The consortium already has a nursery that is used to grow grass to be installed outside the football pitch for cricket matches that require a bigger turf. In future, this will also be used to grow grass for the main pitch.
NATURAL VS ARTIFICIAL
In March last year, TODAY reported that SHPL had been considering installing artificial grass for the National Stadium in view of a hectic calendar for the 55,000-seat arena.
The plan was abandoned later in favour of the Desso GrassMaster. Artificial turfs are approved for use in elite competitions by international sports bodies such as FIFA and the International Rugby Board. However, some teams, including several English Premier League football clubs and international rugby sides such as the Wallabies and the Maori All Blacks, are known to insist on playing on natural grass.

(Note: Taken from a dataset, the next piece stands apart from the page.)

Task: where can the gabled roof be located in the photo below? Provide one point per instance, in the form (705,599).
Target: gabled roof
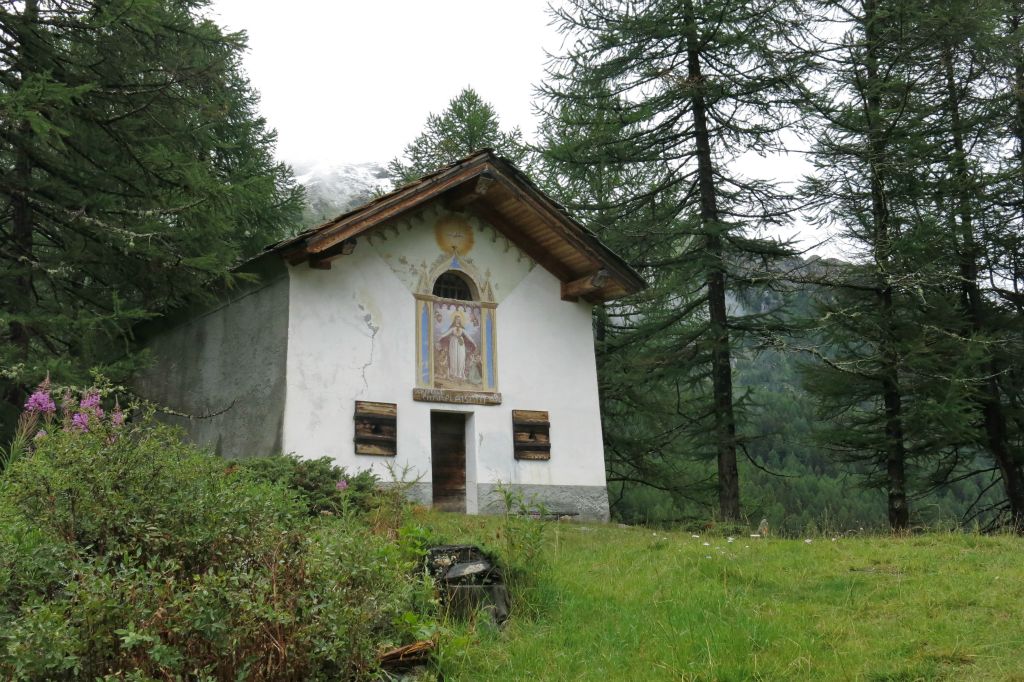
(494,189)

When the stadium was opened in June, it hosted the Singapore Chinese Orchestra, among other events.
The pitch failed to recover in time for the high-profile football friendly matches between Juventus and a Singapore Selection side as well as between Brazil and Japan in August and last month, respectively.
A series of hasty measures were taken to help the pitch recover for the ongoing AFF Suzuki Cup, including cancellations of a concert by Taiwanese pop star Jay Chou and an Asia Pacific Dragons versus Maori All Blacks rugby friendly match. However, sandy patches were still visible on the field when Thailand defeated Singapore 2-1 in Sunday’s opening match.
Speaking from Spain, Mr Paul Burgess, chief groundsman for Spanish football club Real Madrid, said laying natural turf over synthetic grass is not uncommon. For example, Moscow’s Luzhniki Stadium, which has a permanent artificial pitch, installed natural grass temporarily for the 2008 Champions League Final between English clubs Chelsea and Manchester United.
“It has been done in many stadiums and can be installed very quickly,” said Mr Burgess. “All you need is about three to four days to lay the natural turf over artificial pitch. If you maintain it properly, it can last at least a month. If you don’t maintain it properly, it will last a day.”